I’ve been in both big churches and dinky churches. Once upon a time I was part of the senior pastoral team for the largest church in our denomination. Right now I’m pastoring what I’m told is the smallest church in our denomination in the state.On a good Sunday we have about 50 souls. To get here you have to travel all the way to the edge of the earth, turn right and we’re just little ways down.
Don’t get me wrong. I loved what I used to do but I wouldn’t trade it for where I am now. There are several reasons for that including my wife & I are both country folk and feel more at home here. But the biggest/best reason of all is that I’m where I am convinced God wants me. Imagine that. I came here solely because God sovereignly placed me here in a way that even I couldn’t miss(!).
Attendance has grown a bit in the year I’ve been here (from the low 30s to 50-ish) but more importantly I’ve seen genuine spiritual growth both individually and collectively. Isn’t that the point? I am of the opinion that the goal is (as Paul said in Colossians 1.28) to present everyone mature in Christ. If that is truly the goal (and not, per se, building a mega-system) then we have to have smaller churches to reach all the Jesus-loved folk out in the sticks and down the street. I’ve heard it said that it takes all kinds of churches to reach all kinds of people. Me and my flock–we’re small church folk and we like it like that!

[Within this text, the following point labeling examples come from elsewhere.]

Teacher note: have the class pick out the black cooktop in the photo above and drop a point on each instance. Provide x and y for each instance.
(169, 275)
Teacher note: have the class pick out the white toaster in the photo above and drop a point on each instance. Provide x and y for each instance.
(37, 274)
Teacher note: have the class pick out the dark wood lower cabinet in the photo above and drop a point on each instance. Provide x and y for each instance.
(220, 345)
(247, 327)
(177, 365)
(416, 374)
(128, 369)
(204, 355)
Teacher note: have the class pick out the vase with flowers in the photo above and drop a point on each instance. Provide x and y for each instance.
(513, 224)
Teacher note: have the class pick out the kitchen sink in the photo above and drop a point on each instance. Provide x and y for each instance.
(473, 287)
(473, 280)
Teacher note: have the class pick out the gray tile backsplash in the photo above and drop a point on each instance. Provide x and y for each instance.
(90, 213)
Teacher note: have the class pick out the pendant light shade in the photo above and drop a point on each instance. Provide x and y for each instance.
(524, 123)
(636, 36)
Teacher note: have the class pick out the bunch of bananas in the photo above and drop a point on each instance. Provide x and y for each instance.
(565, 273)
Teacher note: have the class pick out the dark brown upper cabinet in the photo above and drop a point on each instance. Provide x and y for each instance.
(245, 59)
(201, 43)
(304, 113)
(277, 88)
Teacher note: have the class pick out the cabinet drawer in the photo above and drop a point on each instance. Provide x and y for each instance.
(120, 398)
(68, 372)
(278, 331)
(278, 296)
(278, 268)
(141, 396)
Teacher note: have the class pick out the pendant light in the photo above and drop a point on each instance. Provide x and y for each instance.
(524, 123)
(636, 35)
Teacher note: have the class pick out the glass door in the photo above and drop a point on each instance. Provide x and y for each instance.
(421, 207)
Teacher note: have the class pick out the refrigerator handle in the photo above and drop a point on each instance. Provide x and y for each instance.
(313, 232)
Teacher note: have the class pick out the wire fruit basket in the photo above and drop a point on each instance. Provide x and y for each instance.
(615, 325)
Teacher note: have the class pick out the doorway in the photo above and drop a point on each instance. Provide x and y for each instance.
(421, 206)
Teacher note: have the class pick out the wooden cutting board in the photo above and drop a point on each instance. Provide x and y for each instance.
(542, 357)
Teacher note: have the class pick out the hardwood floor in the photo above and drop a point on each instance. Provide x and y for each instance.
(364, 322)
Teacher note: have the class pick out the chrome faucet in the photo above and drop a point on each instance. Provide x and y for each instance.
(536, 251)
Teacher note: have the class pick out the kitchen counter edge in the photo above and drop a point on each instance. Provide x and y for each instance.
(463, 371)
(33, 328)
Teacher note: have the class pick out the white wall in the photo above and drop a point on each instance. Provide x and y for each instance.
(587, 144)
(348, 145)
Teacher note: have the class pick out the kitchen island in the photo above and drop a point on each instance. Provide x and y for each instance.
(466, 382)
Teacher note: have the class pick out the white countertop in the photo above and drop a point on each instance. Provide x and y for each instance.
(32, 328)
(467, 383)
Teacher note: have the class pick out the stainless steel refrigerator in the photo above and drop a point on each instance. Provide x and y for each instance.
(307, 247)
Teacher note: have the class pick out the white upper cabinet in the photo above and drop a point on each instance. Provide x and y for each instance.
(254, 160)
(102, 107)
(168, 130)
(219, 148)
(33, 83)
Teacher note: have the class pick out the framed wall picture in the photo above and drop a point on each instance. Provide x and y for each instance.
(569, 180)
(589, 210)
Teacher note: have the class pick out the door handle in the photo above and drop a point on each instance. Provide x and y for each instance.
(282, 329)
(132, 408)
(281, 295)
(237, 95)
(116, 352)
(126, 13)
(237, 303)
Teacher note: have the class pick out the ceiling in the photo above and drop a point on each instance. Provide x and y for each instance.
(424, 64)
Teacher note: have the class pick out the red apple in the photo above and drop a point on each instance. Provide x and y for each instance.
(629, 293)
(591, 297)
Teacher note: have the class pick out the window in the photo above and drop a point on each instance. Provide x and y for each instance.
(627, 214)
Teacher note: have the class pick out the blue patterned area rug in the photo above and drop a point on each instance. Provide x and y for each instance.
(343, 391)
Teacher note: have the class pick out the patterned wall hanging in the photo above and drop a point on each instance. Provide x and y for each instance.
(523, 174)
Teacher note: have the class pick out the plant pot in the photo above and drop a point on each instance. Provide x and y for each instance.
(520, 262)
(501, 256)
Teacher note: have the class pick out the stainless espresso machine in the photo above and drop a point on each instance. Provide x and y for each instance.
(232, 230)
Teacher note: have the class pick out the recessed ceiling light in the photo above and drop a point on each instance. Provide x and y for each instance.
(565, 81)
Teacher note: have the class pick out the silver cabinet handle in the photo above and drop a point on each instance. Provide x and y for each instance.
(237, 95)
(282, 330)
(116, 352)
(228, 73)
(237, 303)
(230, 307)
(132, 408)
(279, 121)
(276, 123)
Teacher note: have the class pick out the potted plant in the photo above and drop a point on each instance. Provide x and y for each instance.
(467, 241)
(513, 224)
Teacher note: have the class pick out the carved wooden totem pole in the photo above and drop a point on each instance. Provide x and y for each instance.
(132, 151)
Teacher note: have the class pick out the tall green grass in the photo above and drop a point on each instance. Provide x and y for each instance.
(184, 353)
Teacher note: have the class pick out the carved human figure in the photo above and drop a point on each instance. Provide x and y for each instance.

This book says out loud much of what I’ve been saying under my breath for a long–but Vater says it much more eloquently. He also shared more than a few thoughts that had never occurred to me.
I appreciate that he does not bash church growth advocates and large church proponents. Even more I appreciate that he kindly and gently (and very capably!) refutes their mantras. I share his view that much of the ‘theology’ of the church growth movement is more informed by business/organizational theory than it is by scripture. That doesn’t make it wrong, but it does deprive it of its pseudo-sanctification. Frankly, (IMO) some of it is actually contrary to biblical teaching and needs to be confronted. Vater has restored a much needed balance to the conversation.

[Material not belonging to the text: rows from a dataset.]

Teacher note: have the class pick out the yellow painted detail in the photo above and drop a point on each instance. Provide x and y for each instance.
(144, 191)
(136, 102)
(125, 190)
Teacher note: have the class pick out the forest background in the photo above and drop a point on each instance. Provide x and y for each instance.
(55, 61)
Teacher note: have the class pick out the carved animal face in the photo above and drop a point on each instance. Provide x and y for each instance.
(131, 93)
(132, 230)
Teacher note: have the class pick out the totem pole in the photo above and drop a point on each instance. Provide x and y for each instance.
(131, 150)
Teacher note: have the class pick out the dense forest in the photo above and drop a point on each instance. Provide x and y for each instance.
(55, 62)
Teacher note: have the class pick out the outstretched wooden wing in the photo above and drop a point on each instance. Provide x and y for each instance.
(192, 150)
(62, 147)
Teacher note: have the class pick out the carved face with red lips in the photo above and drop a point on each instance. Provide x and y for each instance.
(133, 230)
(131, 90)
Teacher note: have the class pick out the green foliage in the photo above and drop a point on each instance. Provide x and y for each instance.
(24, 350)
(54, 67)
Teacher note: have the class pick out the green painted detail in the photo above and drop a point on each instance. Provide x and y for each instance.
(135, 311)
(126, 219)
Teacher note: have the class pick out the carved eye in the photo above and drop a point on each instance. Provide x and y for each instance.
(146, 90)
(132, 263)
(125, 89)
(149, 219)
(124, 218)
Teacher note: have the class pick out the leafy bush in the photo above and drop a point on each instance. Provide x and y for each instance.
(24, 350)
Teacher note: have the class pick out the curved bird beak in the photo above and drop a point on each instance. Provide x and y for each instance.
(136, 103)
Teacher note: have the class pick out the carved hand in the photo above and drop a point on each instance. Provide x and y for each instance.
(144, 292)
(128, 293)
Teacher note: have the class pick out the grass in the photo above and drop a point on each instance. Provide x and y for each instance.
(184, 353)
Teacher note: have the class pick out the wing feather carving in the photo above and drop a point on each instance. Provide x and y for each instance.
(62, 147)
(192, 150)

I’ll be picking up a copy of the book to dig a little deeper.
Thanks for sharing Jerry. It really is an amazing thing when you can operate from the bedrock of certainty that you are where God directed you to be. I have had a cross country move that was so clearly directed by God that there was really no question about what God wanted. The true question was whether my wife and I would be obedient. We were and God provided for the journey. That same clear call also helped me to weather some heavy storms in the new place- I was certain I was where I was supposed to be!
Keep up the good work!
As a judicatory with oversite of 140 churches this is a bitter pill to swallow. Wonder where we would be today if Jesus and Paul would have bought into this philosophy? The need for strong, healthy, vibrant, missional churches has never been greater.
You said, “this is a bitter pill to swallow.” Will you expound on that a little? I am very interested in your thoughts, especially concerning the oversight of so many churches.
I would also be interested in a more extensive explanation.
Are you saying that smaller rural churches cannot be strong, healthy, vibrant, missional churches? We are a smaller church but I consider us strong, healthy, vibrant and missional. I don’t think those qualities are a consequence of attendance figures but of something much more important–the presence of and response to the Holy Spirit who seems to not be a respecter of building size. I hope that doesn’t sound defensive or haughty–I certainly don’t mean it that way. I’m just saying that from the very beginning the Lord has seemed to bring his presence and favor to churches large and small when they are devoted to his Lordship.